Runway launched Gen-3 Alpha Video to Video, the latest version of their video style transfer feature. The new version comes with improved fidelity, consistency, motion, and speed compared to previous generations and supports:

  • Videos up to 10 seconds long
  • 16:9 aspect ratio (1280x768) output at 720p
  • Customizable structure transformation
  • Fixed seed for consistent results

Gen-3 Alpha Video-to-Video examples

Runway and Luma Launch Advanced AI Video Generation APIs

Runway and Luma have both introduced new APIs for their AI-powered video generation models, making advanced capabilities more accessible to developers and businesses. While Runway’s API is currently only available to select partners, Luma’s Dream Machine API is in beta and offers v1.6 models with pricing starting at 40 cents per 5s video and offers features like:

  • Text-to-video and image-to-video generation
  • Camera control and video extension
  • Seamless loop creation
  • Variable aspect ratio support

Luma Labs Dream Machine example

3D

DreamBeast: Distilling 3D Fantastical Animals with Part-Aware Knowledge Transfer

DreamBeast can generate unique 3D animal assets with different parts. It uses a method from Stable Diffusion 3 to quickly create detailed Part-Affinity maps from various camera views, improving quality while saving computing power.

DreamBeast examples

DrawingSpinUp: 3D Animation from Single Character Drawings

DrawingSpinUp can animate 3D characters from a single 2D drawing. It removes unnecessary lines and uses a skeleton-based algorithm to allow characters to spin, jump, and dance.

DrawingSpinUp examples

DreamHOI: Subject-Driven Generation of 3D Human-Object Interactions with Diffusion Priors

DreamHOI can generate realistic 3D human-object interactions (HOIs) by posing a skinned human model to interact with objects based on text descriptions.

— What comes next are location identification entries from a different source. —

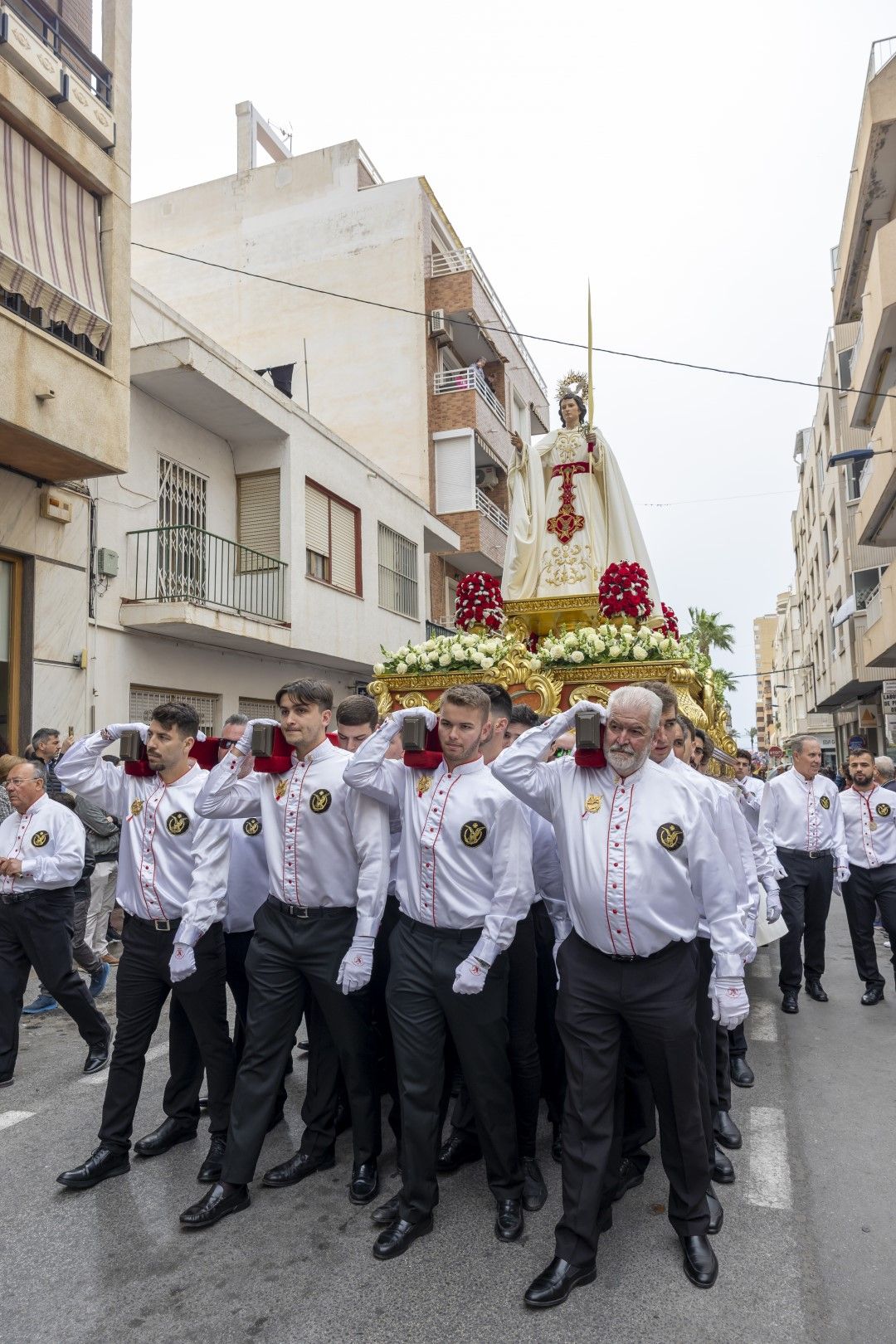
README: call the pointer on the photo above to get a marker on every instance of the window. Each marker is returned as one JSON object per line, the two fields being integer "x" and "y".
{"x": 257, "y": 519}
{"x": 145, "y": 698}
{"x": 332, "y": 539}
{"x": 397, "y": 572}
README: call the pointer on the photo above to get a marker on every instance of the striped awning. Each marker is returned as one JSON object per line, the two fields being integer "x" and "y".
{"x": 50, "y": 240}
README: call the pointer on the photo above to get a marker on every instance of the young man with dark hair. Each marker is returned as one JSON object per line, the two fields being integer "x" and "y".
{"x": 173, "y": 882}
{"x": 328, "y": 867}
{"x": 464, "y": 880}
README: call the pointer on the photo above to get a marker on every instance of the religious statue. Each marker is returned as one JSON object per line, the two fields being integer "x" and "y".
{"x": 570, "y": 514}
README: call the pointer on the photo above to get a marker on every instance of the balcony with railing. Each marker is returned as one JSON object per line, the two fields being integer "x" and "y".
{"x": 186, "y": 582}
{"x": 60, "y": 63}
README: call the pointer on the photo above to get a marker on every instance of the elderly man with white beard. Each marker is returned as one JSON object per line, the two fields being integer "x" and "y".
{"x": 640, "y": 864}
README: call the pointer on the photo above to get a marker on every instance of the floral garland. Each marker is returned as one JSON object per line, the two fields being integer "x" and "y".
{"x": 479, "y": 601}
{"x": 444, "y": 654}
{"x": 605, "y": 644}
{"x": 625, "y": 590}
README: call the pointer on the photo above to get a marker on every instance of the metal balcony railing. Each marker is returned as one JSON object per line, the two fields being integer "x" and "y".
{"x": 461, "y": 379}
{"x": 188, "y": 565}
{"x": 464, "y": 258}
{"x": 489, "y": 509}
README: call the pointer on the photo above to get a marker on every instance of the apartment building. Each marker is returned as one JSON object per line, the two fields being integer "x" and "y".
{"x": 65, "y": 348}
{"x": 246, "y": 546}
{"x": 391, "y": 366}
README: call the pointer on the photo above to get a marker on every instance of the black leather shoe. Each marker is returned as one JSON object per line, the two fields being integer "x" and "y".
{"x": 101, "y": 1164}
{"x": 700, "y": 1262}
{"x": 457, "y": 1152}
{"x": 535, "y": 1192}
{"x": 740, "y": 1071}
{"x": 364, "y": 1185}
{"x": 387, "y": 1213}
{"x": 398, "y": 1237}
{"x": 297, "y": 1168}
{"x": 629, "y": 1177}
{"x": 727, "y": 1132}
{"x": 215, "y": 1205}
{"x": 723, "y": 1171}
{"x": 508, "y": 1225}
{"x": 160, "y": 1140}
{"x": 99, "y": 1057}
{"x": 210, "y": 1170}
{"x": 555, "y": 1283}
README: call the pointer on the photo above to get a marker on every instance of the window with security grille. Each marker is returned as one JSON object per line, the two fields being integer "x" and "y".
{"x": 257, "y": 519}
{"x": 258, "y": 709}
{"x": 332, "y": 539}
{"x": 398, "y": 580}
{"x": 144, "y": 699}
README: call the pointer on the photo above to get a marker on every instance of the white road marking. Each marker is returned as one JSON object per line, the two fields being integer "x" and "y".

It uses text-to-image diffusion models to create diverse interactions without needing large datasets.

DreamHOI examples

ProbTalk3D: Non-Deterministic Emotion Controllable Speech-Driven 3D Facial Animation Synthesis Using VQ-VAE

ProbTalk3D can generate 3D facial animations that show different emotions based on audio input! It uses a two-stage VQ-VAE model and the 3DMEAD dataset, allowing for diverse facial expressions and accurate lip-syncing.

ProbTalk3D example

MoRAG – Multi-Fusion Retrieval Augmented Generation for Human Motion

MoRAG can generate and retrieve human motion from text by improving motion diffusion models.

MoRAG examples

Phidias: A Generative Model for Creating 3D Content from Text, Image, and 3D Conditions with Reference-Augmented Diffusion

Phidias can generate high-quality 3D assets from text, images, and 3D references. It uses a method called reference-augmented diffusion to improve quality and speed, achieving results in just a few seconds.

Phidias examples

A Diffusion Approach to Radiance Field Relighting using Multi-Illumination Synthesis

Generative Radiance Field Relighting can relight 3D scenes captured under a single light source. It allows for realistic control over light direction and improves the consistency of views, making it suitable for complex scenes with multiple objects.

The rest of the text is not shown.